Husband narrates one (real), and the wife narrates the other (fiction), and the reader is the lucky one - getting to experience this one of the most poignant real stories.
The Paris Wife reads like a bit of those quick read page turners (read and forget types) - you read because it is Hemingway and Hadley that the book talks about, you read on. I enjoyed it, but it reads like a soap script, and is fun, but just that.
A moveable feast is delectable - as a feast itself. His direct style. His clean composition - it all sticks so well. And you keep thinking about it for a much longer time than Hadley's narration. These are sketches, so they don't flow unlike the other one, still, you want to read more and the next one, and you finish them off quickly.
It is very interesting to see the life, to see the other famous artists through their eyes. And then, if you just read a few other Paris Review interviews of some of the contemporaries, you broadly get a good picture.
It is also interesting to read the world views - the vantage points being different. What floats at the surface of people's mind, what touches them deep. I liked it.
What I didn't like was the general helplessness, or the lack of independence that Hadley has. And I don't like Hemingway for it. She has a lot of grace, but I just don't like and don't want to accept the way things turned out for them.
However, people do what they do, and they choose what they choose.

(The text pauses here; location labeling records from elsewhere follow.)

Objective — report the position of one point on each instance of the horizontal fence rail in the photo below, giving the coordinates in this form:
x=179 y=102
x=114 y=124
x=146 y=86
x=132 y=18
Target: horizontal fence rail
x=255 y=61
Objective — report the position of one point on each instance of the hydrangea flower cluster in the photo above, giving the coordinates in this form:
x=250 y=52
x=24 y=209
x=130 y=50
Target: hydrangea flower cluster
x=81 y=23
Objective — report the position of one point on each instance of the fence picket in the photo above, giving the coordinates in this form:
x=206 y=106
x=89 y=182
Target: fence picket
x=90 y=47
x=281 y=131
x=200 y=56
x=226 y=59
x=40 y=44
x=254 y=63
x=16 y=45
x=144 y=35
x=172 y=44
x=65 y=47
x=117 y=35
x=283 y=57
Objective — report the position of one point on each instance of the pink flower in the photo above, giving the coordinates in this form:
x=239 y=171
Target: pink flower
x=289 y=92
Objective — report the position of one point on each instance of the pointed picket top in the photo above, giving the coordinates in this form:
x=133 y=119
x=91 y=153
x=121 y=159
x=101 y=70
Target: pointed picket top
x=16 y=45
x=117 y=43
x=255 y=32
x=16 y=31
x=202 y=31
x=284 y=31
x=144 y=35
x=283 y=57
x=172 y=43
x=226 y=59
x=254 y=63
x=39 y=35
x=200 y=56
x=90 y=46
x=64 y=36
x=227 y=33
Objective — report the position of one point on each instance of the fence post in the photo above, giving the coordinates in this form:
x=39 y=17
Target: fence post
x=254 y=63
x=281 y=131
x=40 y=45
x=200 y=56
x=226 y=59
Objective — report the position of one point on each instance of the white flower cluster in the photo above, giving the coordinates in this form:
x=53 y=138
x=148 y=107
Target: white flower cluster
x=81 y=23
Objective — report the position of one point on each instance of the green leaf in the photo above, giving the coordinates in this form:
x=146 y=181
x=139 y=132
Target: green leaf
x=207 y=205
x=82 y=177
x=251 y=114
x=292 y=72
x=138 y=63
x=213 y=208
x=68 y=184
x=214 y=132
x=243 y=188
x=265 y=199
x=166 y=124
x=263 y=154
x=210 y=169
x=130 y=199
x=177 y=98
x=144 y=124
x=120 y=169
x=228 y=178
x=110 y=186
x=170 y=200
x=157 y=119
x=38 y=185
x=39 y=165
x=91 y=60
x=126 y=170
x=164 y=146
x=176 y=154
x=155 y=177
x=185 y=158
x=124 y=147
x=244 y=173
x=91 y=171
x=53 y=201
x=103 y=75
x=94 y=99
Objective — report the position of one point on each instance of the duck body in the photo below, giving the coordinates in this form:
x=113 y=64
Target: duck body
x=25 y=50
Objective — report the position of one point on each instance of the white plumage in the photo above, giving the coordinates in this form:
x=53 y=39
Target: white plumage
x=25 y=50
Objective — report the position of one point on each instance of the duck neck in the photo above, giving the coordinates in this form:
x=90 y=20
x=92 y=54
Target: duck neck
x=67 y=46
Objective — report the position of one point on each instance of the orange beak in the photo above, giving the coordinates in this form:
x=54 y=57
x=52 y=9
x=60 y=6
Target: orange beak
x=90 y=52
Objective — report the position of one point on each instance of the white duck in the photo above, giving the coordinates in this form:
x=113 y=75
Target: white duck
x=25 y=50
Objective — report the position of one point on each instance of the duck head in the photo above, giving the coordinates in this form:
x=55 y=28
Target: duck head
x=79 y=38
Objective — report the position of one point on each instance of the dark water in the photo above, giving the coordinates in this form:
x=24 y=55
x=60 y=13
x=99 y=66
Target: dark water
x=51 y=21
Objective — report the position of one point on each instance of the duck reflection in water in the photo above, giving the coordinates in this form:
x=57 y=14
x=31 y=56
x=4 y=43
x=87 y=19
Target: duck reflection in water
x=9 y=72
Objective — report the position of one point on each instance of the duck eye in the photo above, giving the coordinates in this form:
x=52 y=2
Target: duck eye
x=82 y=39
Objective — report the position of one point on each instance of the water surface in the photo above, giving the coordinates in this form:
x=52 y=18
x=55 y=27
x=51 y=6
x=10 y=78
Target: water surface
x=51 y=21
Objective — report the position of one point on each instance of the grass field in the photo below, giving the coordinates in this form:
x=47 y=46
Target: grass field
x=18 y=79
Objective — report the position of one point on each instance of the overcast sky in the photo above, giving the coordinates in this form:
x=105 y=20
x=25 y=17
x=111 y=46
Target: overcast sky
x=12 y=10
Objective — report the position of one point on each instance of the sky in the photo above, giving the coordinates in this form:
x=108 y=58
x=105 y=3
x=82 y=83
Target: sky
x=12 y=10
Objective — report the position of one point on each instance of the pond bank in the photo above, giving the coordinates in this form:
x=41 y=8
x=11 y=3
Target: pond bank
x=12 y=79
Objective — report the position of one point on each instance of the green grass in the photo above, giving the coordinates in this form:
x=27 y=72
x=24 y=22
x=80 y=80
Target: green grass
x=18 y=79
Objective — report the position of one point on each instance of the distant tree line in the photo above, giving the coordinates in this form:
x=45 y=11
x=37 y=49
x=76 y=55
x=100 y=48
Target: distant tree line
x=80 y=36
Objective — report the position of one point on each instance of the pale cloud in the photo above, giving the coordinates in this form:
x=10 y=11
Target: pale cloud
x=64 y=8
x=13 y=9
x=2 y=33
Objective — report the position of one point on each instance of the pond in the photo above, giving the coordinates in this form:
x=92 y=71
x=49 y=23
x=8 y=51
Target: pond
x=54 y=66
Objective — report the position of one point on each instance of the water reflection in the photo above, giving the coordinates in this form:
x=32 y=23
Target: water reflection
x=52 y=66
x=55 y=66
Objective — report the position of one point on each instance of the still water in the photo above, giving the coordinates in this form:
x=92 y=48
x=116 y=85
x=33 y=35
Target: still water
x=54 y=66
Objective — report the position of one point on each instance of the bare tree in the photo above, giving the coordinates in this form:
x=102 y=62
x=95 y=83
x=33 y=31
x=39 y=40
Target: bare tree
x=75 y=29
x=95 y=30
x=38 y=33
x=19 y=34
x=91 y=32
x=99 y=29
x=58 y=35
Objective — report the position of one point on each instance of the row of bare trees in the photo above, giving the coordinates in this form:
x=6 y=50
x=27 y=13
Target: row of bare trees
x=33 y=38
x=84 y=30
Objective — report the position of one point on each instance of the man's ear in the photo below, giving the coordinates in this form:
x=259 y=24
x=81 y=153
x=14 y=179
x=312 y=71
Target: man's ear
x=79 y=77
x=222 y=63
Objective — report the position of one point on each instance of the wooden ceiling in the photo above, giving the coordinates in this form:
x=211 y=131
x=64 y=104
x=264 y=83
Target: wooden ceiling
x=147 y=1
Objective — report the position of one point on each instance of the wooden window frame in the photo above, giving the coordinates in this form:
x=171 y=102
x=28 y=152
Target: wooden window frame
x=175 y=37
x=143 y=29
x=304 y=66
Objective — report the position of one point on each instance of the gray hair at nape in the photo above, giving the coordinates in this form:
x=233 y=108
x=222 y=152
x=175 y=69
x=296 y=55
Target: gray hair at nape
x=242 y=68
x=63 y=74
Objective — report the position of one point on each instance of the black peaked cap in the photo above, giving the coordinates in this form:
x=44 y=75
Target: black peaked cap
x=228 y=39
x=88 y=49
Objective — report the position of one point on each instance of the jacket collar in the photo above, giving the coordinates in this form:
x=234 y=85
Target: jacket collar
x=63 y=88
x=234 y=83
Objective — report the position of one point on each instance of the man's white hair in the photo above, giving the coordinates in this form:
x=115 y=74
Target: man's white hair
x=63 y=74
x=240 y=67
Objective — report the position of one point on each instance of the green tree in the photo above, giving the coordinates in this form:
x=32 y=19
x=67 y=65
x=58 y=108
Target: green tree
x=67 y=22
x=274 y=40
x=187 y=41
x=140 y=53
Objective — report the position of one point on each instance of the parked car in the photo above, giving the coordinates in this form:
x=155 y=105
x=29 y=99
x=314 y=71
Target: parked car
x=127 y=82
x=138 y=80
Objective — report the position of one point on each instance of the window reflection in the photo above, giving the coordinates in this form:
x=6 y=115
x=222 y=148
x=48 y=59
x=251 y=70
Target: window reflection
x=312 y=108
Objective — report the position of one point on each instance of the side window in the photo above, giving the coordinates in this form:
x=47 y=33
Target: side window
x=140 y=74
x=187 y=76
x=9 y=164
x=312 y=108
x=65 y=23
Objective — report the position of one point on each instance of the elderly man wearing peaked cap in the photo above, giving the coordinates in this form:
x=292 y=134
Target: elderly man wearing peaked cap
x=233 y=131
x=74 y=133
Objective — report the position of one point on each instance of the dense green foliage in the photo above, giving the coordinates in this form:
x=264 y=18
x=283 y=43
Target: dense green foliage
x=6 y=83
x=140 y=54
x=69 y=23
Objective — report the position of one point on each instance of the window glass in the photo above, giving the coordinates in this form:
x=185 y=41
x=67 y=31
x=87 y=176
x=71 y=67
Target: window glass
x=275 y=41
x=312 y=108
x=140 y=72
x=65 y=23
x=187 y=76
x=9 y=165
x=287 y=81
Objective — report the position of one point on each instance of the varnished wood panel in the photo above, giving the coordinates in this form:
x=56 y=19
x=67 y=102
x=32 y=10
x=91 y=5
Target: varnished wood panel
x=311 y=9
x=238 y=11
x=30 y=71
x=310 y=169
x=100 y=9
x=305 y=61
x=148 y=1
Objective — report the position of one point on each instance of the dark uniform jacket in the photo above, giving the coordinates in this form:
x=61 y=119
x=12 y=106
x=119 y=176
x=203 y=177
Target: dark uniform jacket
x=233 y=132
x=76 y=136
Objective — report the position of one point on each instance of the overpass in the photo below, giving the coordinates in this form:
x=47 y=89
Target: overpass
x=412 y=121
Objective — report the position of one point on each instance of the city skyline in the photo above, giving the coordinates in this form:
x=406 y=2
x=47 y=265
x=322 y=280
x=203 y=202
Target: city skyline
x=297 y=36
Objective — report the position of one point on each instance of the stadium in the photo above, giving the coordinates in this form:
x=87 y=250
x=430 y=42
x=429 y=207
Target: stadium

The books touched me - the heartbreaking end that it leads to. You want to hate Hemingway, but Hadley doesn't and Hemingway partly redeems himself in the last few pages of Moveable Feast.
What I liked - his discipline, work ethic of sorts. Groundedness until the 'rich' come in their life. The intensity. The very live/ very sharp/ very intense living, observing, experiencing.
The other thought that stays - people don't really know where life can take them ten years down the line. It is interesting to see the young Hemingway struggling...especially in their case, life changes so much and so often..so many people come and go, and sometimes you start feeling...if only they had known!
I have not read much of Hemingway. A book or two I guess. I tried to read his stories, but you need to grow up to them was what I thought. I'll look for them now, and try reading them.
I am really glad I read both the books together, and that I read these in the first place. It's quite something to note that they were the happiest when they were poor, and young. Its a good pairing (them, and the books) - and you see one better for the another.